In this set of experiments, we selected several ISCAS85 benchmarks and an arithmetic circuit ALU4 synthesized by Synopsys Design Compiler [16]. The benchmark information is listed in Table 1. We chose ER as the error metric.

For each benchmark, we first applied DALS to get the corresponding approximate AIG with reduced depth. DALS works iteratively.

Table 1: Benchmark circuit information.

| circuit | #I/Os   | #nodes | area | delay |
|---------|---------|--------|------|-------|
| C880    | 60/26   | 238    | 609  | 16.50 |
| C1355   | 41/32   | 211    | 781  | 16.20 |
| C1908   | 33/25   | 290    | 831  | 23.20 |
| C3540   | 50/22   | 729    | 1838 | 26.40 |
| C5315   | 178/123 | 1026   | 2557 | 24.10 |
| C7552   | 207/107 | 1466   | 3930 | 25.20 |
| ALU4    | 14/8    | 1120   | 2776 | 12.80 |



Figure 3: Depth reduction rate versus error rate by DALS.

We recorded the result after each iteration. The experimental results are shown in Fig. 3, which illustrates the relationship between depth reduction rate and ER for all the benchmarks. We can see that DALS can reduce the depth of the AIG when some inaccuracy is allowed and the depth reduction rate increases with ER.

We further took one point on the depth-reduction-rate-versus-ER curve for each benchmark and performed technology mapping to the approximate AIG to obtain the area and delay of the final mapped circuit. Table 2 lists the actual ERs, area reduction rates, and delay reduction rates of the approximate circuits in the 2nd, 3rd, and 4th columns, respectively. We can see that for all benchmarks, DALS can reduce the delay of the final mapped circuit when some inaccuracy is allowed. For benchmarks C880, C1355, and C1908, the circuit delays can be reduced dramatically compared to the introduced ER. For some other benchmarks, the delay reduction is not so significant compared to the introduced ER. We believe this is due to the usage of the constant replacement as the approximation operator in our experiment. It reduces the AIG depth by one in each round, but in some cases, the introduced ER could be pretty large. We believe that if some other approximation operators that can produce ALCs with smaller introduced ER are applied, we can have better experimental results. We will explore the effects of some other approximate operators in our future work. The possible candidates are approximate substitution [17] and the approximate disjoint bi-decomposition [25]. They could produce ALCs that have smaller ERs and at the same time, reduce the node depth.

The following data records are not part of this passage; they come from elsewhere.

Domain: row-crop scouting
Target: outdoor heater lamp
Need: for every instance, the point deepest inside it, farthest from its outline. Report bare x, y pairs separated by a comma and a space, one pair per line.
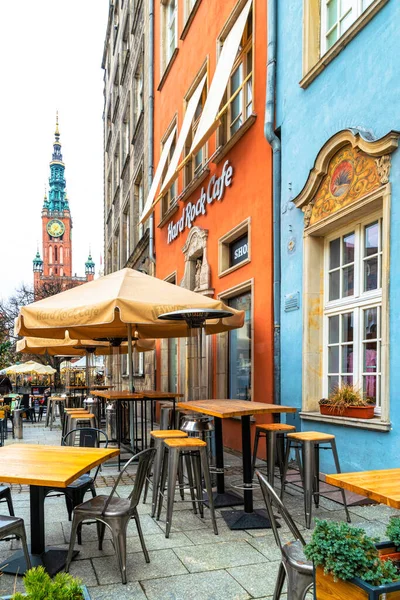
195, 318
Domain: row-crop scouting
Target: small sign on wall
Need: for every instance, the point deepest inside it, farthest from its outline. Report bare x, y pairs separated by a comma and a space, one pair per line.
239, 250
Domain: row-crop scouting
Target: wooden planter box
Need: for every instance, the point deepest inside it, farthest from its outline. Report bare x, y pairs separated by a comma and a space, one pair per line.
356, 589
86, 595
355, 412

DALS focuses on the delay reduction, and the area reduction is just a side effect of it. We only expected the area of the approximate circuit to be no more than that of the original one. However, as Table 2 shows, the area of the synthesized approximate circuit also decreases significantly for some benchmarks.

 
 Table 2: DALS results and comparison with a state-of-the-art areadriven ALS method [15].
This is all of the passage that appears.